Dans le cadre de ma formation postgraduée de médecin de famille, j’ai eu l’opportunité d’observer le travail de deux dermatologues à raison d’une demi-journée par semaine pour chacun, et ce pendant une période de 6 mois. Le poste de stagiaire a été proposé et soutenu financièrement par le Centre universitaire de médecine de premier recours des deux Bâle (uniham-bb), ainsi que par le médecin formateur du cabinet où je réalisais alors mon assistanat. Un modèle qui mérite de faire école.

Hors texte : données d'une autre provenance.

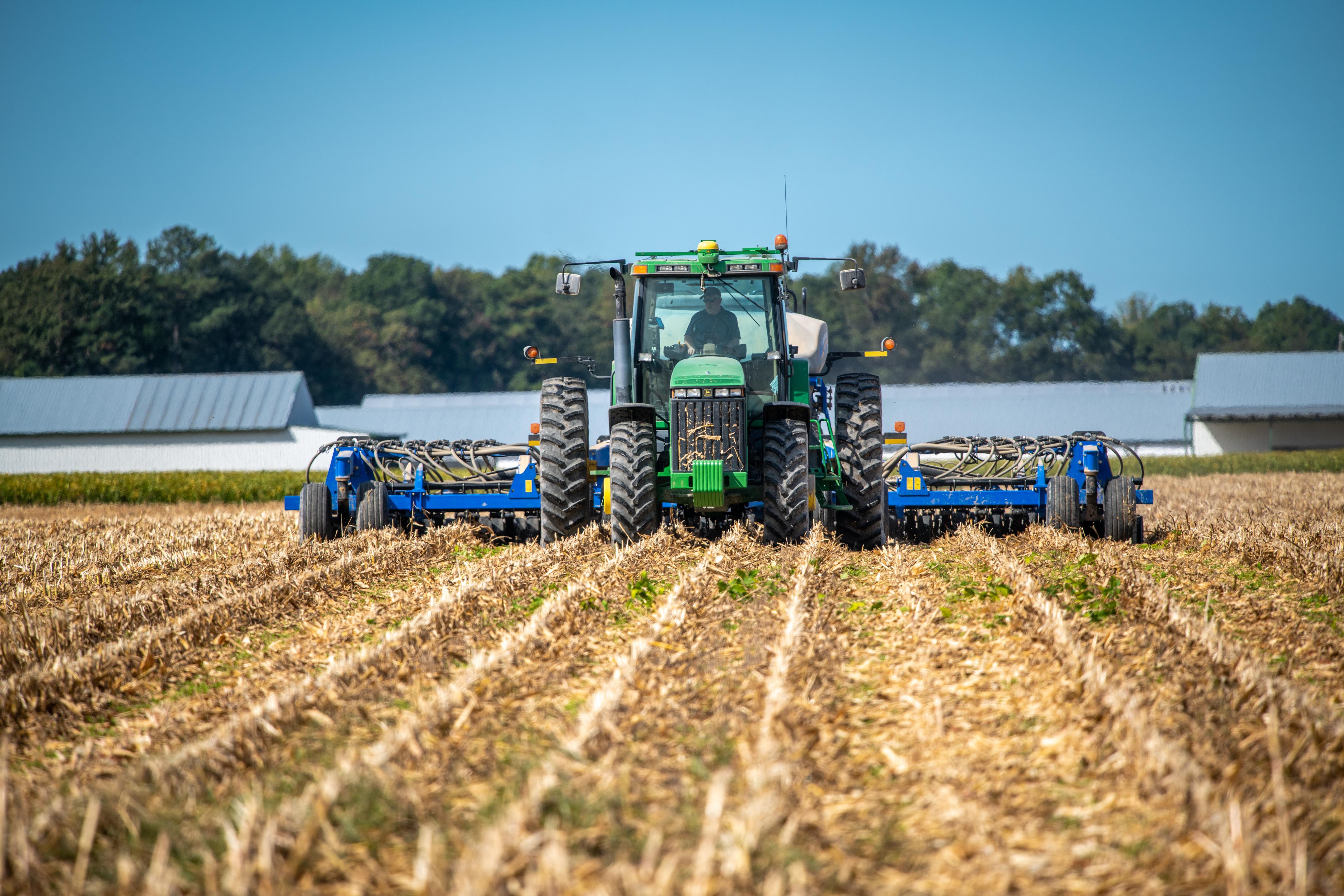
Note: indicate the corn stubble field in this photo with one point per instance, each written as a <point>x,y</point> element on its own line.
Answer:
<point>194,702</point>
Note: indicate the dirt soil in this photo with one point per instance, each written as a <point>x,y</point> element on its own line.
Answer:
<point>195,702</point>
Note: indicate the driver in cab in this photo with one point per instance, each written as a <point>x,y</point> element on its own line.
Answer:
<point>713,331</point>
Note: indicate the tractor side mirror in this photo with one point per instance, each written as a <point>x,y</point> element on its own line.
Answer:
<point>568,284</point>
<point>853,278</point>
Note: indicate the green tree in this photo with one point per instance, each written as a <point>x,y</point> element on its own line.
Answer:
<point>1295,327</point>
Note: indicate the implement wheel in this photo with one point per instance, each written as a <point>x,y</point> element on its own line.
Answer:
<point>635,508</point>
<point>1062,508</point>
<point>859,451</point>
<point>315,512</point>
<point>785,477</point>
<point>562,472</point>
<point>1119,518</point>
<point>373,508</point>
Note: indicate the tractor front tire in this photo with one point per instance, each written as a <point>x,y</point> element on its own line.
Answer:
<point>859,451</point>
<point>635,508</point>
<point>785,477</point>
<point>1062,508</point>
<point>373,512</point>
<point>562,471</point>
<point>315,512</point>
<point>1119,510</point>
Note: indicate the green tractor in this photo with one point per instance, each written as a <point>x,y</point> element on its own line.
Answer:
<point>720,410</point>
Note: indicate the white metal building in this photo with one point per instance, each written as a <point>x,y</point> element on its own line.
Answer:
<point>176,422</point>
<point>1268,402</point>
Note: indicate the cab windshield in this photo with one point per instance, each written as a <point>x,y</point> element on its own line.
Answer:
<point>676,322</point>
<point>728,316</point>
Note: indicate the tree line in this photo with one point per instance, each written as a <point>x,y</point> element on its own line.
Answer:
<point>405,326</point>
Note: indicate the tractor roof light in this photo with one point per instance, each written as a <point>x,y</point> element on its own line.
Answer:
<point>709,252</point>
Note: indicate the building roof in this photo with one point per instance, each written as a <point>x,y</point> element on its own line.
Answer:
<point>1132,412</point>
<point>173,404</point>
<point>1268,386</point>
<point>503,417</point>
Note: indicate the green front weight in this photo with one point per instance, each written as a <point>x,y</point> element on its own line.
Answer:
<point>707,484</point>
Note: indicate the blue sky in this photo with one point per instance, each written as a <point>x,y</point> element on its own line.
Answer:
<point>1186,151</point>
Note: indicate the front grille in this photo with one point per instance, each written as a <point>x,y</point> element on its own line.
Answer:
<point>709,430</point>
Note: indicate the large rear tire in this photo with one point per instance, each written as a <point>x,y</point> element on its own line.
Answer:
<point>373,508</point>
<point>1062,508</point>
<point>1119,510</point>
<point>785,479</point>
<point>859,451</point>
<point>315,512</point>
<point>562,471</point>
<point>635,510</point>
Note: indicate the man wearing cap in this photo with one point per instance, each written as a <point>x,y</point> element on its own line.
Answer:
<point>713,331</point>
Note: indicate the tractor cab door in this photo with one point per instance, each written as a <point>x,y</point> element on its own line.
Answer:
<point>678,319</point>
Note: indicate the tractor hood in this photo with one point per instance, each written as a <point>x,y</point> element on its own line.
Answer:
<point>710,370</point>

Comment travaille le spécialiste, en l’occurrence le dermatologue? Je l’ai appris durant mon année d’études à option, mais les souvenirs que j’en ai sont flous et je suis impressionnée par l’opiniâtreté dont il fait preuve lorsqu’il place chaque patient sur sa table de traitement afin d’avoir un éclairage idéal pour inspecter les altérations cutanées ou la chute de cheveux avec ou sans dermatoscope et – presque encore plus important – pour les toucher et palper.

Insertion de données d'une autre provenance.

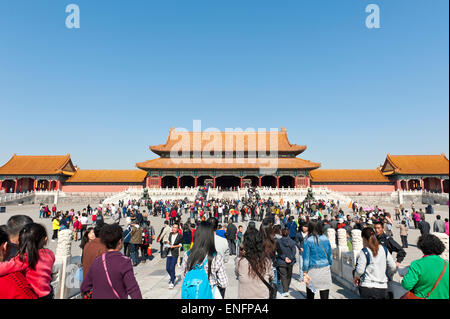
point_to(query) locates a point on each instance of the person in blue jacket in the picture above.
(285, 260)
(317, 261)
(292, 226)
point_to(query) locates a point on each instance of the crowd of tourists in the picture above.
(201, 236)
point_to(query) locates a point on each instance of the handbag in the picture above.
(107, 276)
(273, 288)
(411, 295)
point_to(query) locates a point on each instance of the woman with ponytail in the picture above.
(35, 261)
(373, 262)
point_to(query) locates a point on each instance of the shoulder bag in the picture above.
(273, 288)
(411, 295)
(107, 276)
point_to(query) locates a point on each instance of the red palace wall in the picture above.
(98, 188)
(357, 188)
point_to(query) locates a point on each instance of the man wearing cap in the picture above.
(391, 245)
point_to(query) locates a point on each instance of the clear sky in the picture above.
(108, 90)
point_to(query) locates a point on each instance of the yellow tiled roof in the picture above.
(108, 176)
(416, 164)
(348, 175)
(38, 165)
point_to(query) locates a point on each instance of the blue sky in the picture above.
(106, 91)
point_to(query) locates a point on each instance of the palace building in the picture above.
(226, 159)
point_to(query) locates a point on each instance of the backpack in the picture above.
(196, 283)
(365, 251)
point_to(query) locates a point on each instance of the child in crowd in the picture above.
(35, 261)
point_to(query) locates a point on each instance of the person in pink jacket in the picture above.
(35, 261)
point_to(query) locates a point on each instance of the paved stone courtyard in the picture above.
(153, 278)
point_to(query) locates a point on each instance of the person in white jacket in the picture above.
(373, 266)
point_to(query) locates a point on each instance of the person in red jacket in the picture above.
(32, 259)
(13, 285)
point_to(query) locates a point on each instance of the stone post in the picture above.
(62, 259)
(331, 234)
(342, 240)
(444, 238)
(357, 244)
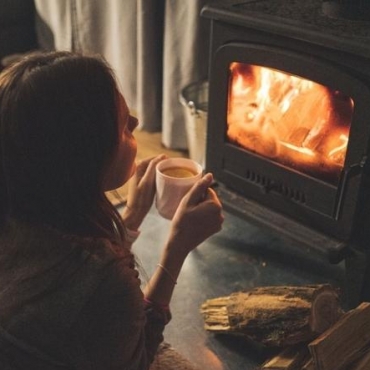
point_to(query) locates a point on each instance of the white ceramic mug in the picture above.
(174, 178)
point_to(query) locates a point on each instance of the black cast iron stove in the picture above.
(289, 122)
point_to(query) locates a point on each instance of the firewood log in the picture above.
(291, 358)
(347, 341)
(274, 315)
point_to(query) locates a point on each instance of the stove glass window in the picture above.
(288, 119)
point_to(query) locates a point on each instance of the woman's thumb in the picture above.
(199, 190)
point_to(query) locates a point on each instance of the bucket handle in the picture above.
(193, 109)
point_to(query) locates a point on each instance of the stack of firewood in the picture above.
(305, 322)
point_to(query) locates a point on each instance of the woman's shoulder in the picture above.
(43, 246)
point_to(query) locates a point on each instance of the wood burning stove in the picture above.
(288, 121)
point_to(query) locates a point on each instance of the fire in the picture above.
(292, 120)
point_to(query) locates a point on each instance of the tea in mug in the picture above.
(179, 172)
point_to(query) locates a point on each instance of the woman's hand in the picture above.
(198, 216)
(141, 191)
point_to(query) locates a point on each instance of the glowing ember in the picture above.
(292, 120)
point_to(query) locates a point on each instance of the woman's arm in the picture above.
(198, 216)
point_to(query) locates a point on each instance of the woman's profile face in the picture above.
(122, 166)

Mardi après-midi, peu avant 14 heures, dans un cabinet de dermatologie. Les consultations ont déjà débuté. Le site internet précise clairement qu’aucun traitement cosmétique tel que le traitement par laser ou les injections de Botox n’est réalisé ici. Par conséquent, le palmarès des diagnostics est dominé par l’acné, suivie de près par les verrues de toutes localisations et les altérations cutanées actiniques. La population de patients est très variée; on traite indifféremment des nourrissons, des personnes âgées, des requérants d’asile et des managers.

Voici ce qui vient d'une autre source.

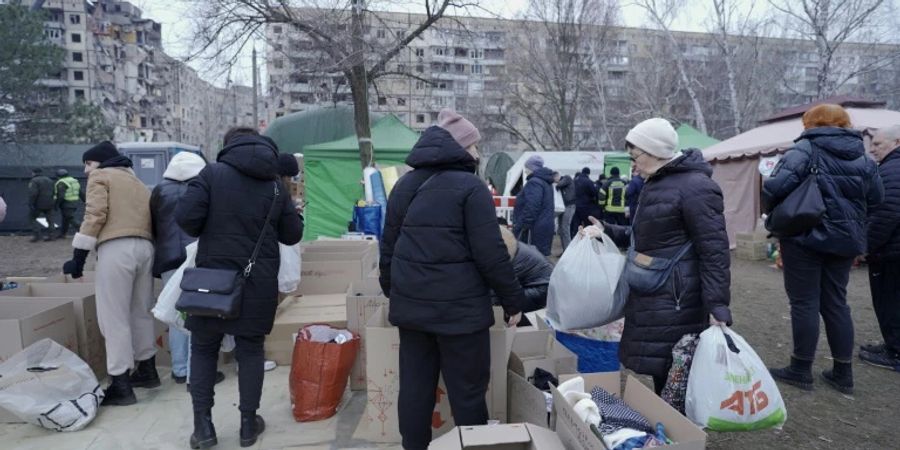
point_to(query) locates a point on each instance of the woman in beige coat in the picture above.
(117, 224)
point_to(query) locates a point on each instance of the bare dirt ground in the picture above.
(823, 419)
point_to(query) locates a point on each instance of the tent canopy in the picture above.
(690, 137)
(735, 161)
(333, 174)
(296, 130)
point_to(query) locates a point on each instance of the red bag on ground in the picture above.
(320, 368)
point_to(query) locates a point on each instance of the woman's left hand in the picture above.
(713, 322)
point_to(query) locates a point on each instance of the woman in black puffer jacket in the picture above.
(226, 208)
(817, 263)
(679, 203)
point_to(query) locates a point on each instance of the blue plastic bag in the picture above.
(368, 219)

Le prurit est également un invité régulier de la salle de consultation, comme chez Monsieur E., 26 ans. Il y a quelques semaines, il a contracté la gale auprès de son partenaire d’entraînement et il y a env. 5 semaines, il a été traité par perméthrine en application locale et par ivermectine par voie orale. Il y a 2 semaines, il a demandé un rendez-vous rapide de contrôle en raison d’un important prurit persistant et de macules de couleur rouge-brune dans la région génitale. Le patient était incommodé à tel point qu’il n’a pas souhaité attendre la date de rendez-vous possible le jour suivant et s’est présenté en urgence à l’hôpital universitaire, où un prurit post-gale a été diagnostiqué et un traitement par corticoïde topique a été recommandé. Le traitement a soulagé le prurit, mais uniquement pour la durée d’application. Monsieur E. est désormais très bien informé sur la gale et il est par conséquent inquiet de son état, raison pour laquelle il consulte à nouveau le cabinet de dermatologie quelques jours plus tard. Alors que, hormis les macules de couleur rouge-brune connues, aucun signe d’infestation par des sarcoptes n’est décelable dans la zone génitale, le patient attire l’attention sur deux endroits de ses doigts. L’examen dermatoscopique révèle en effet un sillon scabieux et l’examen microscopique direct montre un acarien vivant. Le traitement par perméthrine et ivermectine est répété, avec deux administrations espacées de 14 jours. Lors du contrôle de suivi 3 semaines plus tard, le prurit est régressif, les macules dans la zone génitale ont disparu et une issue thérapeutique favorable peut être supposée.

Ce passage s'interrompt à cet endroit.